The Higgs Boson is difficult to detect! Therefore it must be lighter?

Experiments at Fermilab have narrowed the range of possible masses for the Higgs Boson – the elusive particle that physicists hope to see for the first time at the Large Hadron Collider (LHC). The results rule out about one quarter of the previous mass range for the Higgs and boost the chances that it will be rather lightweight – and therefore more difficult to detect.
Maybe the Higgs Boson does not exist?

The failure of the Standard Model rests in its wrong assumptions. Physicists assume that all matter is solid and physical, and therefore particles that make up other particles must necessarily be smaller, solid, physical particles.

They believe this despite clear evidence that the electron is cloud-like in its structure. Physicists even have to quantify the structure of the electron in terms of probability functions, and actually believe the electron is a crap shot.

The Standard Model does not allow for the concept of different orders of reality, which lead from physical matter to non-material existence. In the end, however, that is exactly what physicists will have to admit.

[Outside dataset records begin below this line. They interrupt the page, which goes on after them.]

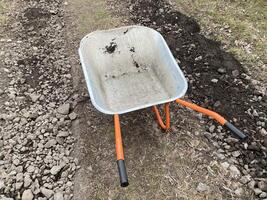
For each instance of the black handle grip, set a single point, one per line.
(122, 173)
(236, 131)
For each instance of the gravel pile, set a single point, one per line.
(35, 120)
(217, 81)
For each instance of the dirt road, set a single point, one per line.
(65, 135)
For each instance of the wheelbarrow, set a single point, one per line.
(132, 68)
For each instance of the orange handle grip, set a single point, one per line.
(167, 113)
(118, 138)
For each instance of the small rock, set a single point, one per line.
(198, 58)
(214, 80)
(257, 191)
(30, 169)
(235, 73)
(58, 196)
(251, 184)
(27, 195)
(48, 193)
(239, 192)
(236, 153)
(245, 179)
(234, 171)
(50, 143)
(263, 132)
(63, 134)
(72, 116)
(202, 187)
(225, 165)
(55, 169)
(222, 70)
(263, 195)
(34, 97)
(2, 184)
(212, 128)
(64, 109)
(263, 186)
(18, 185)
(27, 180)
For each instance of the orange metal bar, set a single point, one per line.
(205, 111)
(118, 138)
(167, 113)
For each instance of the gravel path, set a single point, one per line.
(36, 115)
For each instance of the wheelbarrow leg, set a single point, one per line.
(119, 152)
(215, 116)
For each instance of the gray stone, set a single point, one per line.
(48, 193)
(18, 185)
(58, 196)
(30, 169)
(245, 179)
(34, 97)
(212, 128)
(72, 116)
(234, 171)
(63, 134)
(64, 109)
(214, 80)
(239, 192)
(27, 180)
(225, 165)
(202, 187)
(263, 195)
(263, 186)
(235, 73)
(222, 70)
(27, 195)
(257, 191)
(263, 132)
(50, 143)
(55, 169)
(251, 184)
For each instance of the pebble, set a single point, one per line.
(46, 192)
(225, 165)
(55, 169)
(235, 73)
(58, 196)
(202, 187)
(30, 169)
(222, 70)
(212, 128)
(257, 191)
(263, 195)
(234, 172)
(34, 97)
(239, 192)
(27, 195)
(50, 143)
(64, 109)
(245, 179)
(263, 186)
(214, 80)
(27, 180)
(72, 116)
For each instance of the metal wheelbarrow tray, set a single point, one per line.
(131, 68)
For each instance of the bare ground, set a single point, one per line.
(160, 165)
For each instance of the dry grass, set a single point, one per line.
(240, 25)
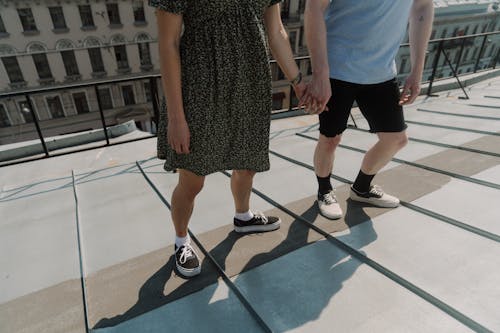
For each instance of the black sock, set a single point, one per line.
(362, 182)
(324, 184)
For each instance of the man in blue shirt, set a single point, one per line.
(353, 45)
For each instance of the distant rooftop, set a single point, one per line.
(86, 239)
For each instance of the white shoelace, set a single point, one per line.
(261, 216)
(377, 190)
(329, 198)
(187, 251)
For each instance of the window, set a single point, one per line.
(81, 102)
(402, 67)
(121, 57)
(113, 13)
(139, 16)
(42, 66)
(69, 61)
(2, 26)
(13, 70)
(278, 100)
(27, 19)
(96, 60)
(55, 107)
(145, 55)
(466, 54)
(105, 98)
(147, 92)
(474, 53)
(57, 16)
(25, 111)
(4, 117)
(86, 15)
(128, 95)
(492, 50)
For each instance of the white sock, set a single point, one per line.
(179, 241)
(244, 216)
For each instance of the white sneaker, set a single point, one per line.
(328, 205)
(375, 196)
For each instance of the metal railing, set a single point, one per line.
(439, 52)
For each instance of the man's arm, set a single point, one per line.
(280, 47)
(421, 17)
(319, 91)
(169, 35)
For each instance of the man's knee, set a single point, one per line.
(329, 144)
(398, 140)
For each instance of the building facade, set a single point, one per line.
(54, 43)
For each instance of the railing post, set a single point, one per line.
(37, 124)
(153, 86)
(103, 120)
(460, 55)
(434, 67)
(480, 52)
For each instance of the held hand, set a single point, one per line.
(178, 136)
(300, 89)
(318, 93)
(411, 89)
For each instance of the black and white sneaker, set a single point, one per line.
(186, 261)
(375, 196)
(259, 222)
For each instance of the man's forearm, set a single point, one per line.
(421, 18)
(315, 30)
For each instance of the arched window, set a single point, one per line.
(65, 44)
(36, 47)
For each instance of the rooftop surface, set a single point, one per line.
(86, 239)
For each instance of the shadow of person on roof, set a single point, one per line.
(298, 287)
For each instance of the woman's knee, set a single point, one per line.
(244, 173)
(191, 183)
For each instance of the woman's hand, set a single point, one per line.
(178, 136)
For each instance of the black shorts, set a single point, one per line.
(379, 104)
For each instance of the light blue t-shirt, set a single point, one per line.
(363, 38)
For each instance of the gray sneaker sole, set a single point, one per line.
(258, 228)
(329, 216)
(188, 272)
(374, 202)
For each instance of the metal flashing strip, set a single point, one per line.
(221, 271)
(458, 115)
(80, 254)
(421, 166)
(434, 143)
(452, 128)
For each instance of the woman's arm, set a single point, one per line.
(169, 35)
(280, 46)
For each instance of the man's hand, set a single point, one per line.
(300, 89)
(178, 136)
(411, 89)
(318, 93)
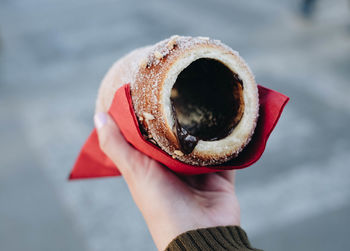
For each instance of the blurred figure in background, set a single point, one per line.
(308, 7)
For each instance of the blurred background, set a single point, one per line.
(53, 55)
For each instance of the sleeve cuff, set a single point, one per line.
(216, 238)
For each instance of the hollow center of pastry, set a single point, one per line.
(207, 100)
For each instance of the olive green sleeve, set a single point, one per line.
(216, 238)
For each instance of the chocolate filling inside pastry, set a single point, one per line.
(207, 102)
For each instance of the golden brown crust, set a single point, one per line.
(148, 69)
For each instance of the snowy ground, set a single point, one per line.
(53, 55)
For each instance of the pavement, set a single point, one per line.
(53, 55)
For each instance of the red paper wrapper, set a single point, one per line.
(93, 163)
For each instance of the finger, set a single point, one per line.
(228, 175)
(113, 144)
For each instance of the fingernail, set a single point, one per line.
(100, 119)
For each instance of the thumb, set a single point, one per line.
(113, 144)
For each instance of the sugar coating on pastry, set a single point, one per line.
(195, 97)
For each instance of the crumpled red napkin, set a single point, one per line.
(93, 163)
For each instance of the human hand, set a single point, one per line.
(171, 204)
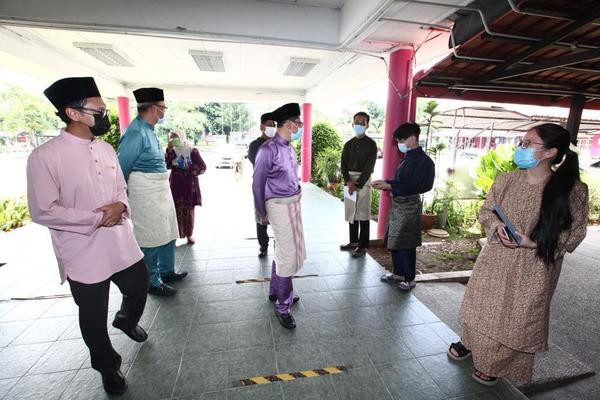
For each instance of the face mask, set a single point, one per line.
(101, 125)
(270, 131)
(359, 130)
(525, 158)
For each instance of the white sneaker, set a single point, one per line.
(407, 286)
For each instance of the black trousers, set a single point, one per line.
(405, 263)
(92, 300)
(363, 238)
(262, 235)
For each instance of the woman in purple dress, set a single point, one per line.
(185, 164)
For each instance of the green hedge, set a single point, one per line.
(13, 213)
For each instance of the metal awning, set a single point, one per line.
(481, 118)
(536, 52)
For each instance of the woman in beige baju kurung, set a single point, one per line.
(506, 306)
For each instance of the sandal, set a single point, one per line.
(482, 378)
(461, 350)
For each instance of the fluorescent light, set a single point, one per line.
(208, 61)
(300, 66)
(105, 53)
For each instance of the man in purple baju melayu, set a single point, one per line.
(277, 198)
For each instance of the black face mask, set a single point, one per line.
(101, 125)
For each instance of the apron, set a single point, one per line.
(359, 210)
(404, 227)
(152, 209)
(285, 218)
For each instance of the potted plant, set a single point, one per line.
(428, 216)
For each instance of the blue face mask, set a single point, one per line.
(359, 130)
(525, 158)
(297, 135)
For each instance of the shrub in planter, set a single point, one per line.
(324, 137)
(328, 167)
(13, 213)
(494, 163)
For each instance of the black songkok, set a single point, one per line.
(285, 112)
(148, 95)
(68, 90)
(266, 117)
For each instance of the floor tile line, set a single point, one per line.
(432, 378)
(178, 374)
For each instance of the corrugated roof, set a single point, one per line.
(546, 60)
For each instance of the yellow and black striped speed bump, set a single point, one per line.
(311, 373)
(261, 280)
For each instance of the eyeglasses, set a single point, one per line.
(525, 143)
(101, 112)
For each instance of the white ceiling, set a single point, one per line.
(257, 44)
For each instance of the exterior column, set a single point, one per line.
(306, 149)
(124, 113)
(398, 111)
(595, 148)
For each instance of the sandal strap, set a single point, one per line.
(460, 348)
(487, 378)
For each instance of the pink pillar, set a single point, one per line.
(595, 148)
(124, 113)
(398, 111)
(306, 152)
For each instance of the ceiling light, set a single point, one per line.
(300, 66)
(105, 53)
(209, 61)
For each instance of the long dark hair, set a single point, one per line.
(555, 214)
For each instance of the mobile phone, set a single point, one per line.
(509, 229)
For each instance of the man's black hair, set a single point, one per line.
(362, 114)
(407, 130)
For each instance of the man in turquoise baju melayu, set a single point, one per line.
(152, 209)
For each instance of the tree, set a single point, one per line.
(324, 137)
(235, 117)
(184, 117)
(212, 113)
(22, 110)
(113, 136)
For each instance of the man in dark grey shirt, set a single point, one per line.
(267, 127)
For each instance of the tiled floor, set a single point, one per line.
(216, 332)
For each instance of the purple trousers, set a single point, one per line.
(284, 290)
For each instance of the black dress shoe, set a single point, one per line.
(162, 290)
(272, 297)
(137, 333)
(174, 277)
(359, 252)
(114, 383)
(262, 252)
(286, 320)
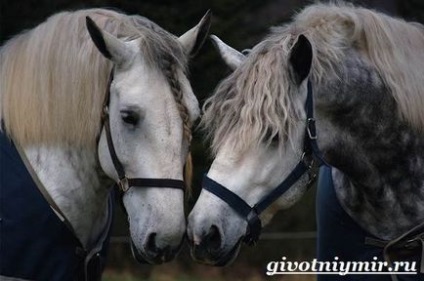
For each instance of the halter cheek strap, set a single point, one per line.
(251, 214)
(124, 183)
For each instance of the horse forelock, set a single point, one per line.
(53, 79)
(257, 101)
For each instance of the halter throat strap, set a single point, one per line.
(251, 214)
(124, 183)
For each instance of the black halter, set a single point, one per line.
(251, 214)
(124, 183)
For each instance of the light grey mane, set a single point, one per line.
(257, 101)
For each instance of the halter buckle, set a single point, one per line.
(310, 128)
(308, 160)
(105, 113)
(123, 184)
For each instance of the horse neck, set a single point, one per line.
(379, 158)
(76, 183)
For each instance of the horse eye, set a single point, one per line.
(130, 117)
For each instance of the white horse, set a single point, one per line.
(53, 83)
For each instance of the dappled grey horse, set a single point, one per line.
(340, 84)
(81, 118)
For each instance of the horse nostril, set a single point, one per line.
(213, 238)
(151, 243)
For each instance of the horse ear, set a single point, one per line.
(231, 56)
(110, 46)
(193, 39)
(301, 58)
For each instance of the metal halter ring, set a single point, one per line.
(123, 184)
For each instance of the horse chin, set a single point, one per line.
(221, 260)
(145, 259)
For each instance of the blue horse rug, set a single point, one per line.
(35, 244)
(340, 236)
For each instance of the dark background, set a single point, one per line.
(241, 24)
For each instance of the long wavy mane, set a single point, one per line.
(256, 102)
(53, 79)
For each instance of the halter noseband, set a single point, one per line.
(251, 214)
(124, 183)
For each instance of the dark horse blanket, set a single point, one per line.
(34, 243)
(340, 236)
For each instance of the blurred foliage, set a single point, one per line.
(241, 24)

The Aether Physics Model uses quantum dimensional analysis to induce that primary angular momentum is actually a state of matter, or more accurately, the transition state of matter as it evolves from non-material structure to physical structure.

The Aether Physics Model also shows that mass is a property, not a physical thing. Mass is a property of matter, just as are the properties of length, frequency, and charge. The so-called "god particle" simply does not exist.

Electrons and protons are a transition state of reality where non-material Aether (quantum rotating magnetic field) captures dark matter and convert's it to visible matter.

Outside of Aether, dark matter possesses the property of mass but does not possess the property of charge. Therefore, dark matter appears invisible to visible matter.

When protons and neutrons are destroyed in a collision, the so-called "quarks" are merely the last moments of an Aether unit being destroyed, and the primary angular momentum of the subatomic particle transiting back to dark matter. That is why the hypothetical sea of quarks has ever been observed. It is also why the hypothetical Higgs Boson will never be observed.

The paradigm of the Standard Model bases upon false assumptions, which is why the Standard Model has so many dead ends and paradoxes.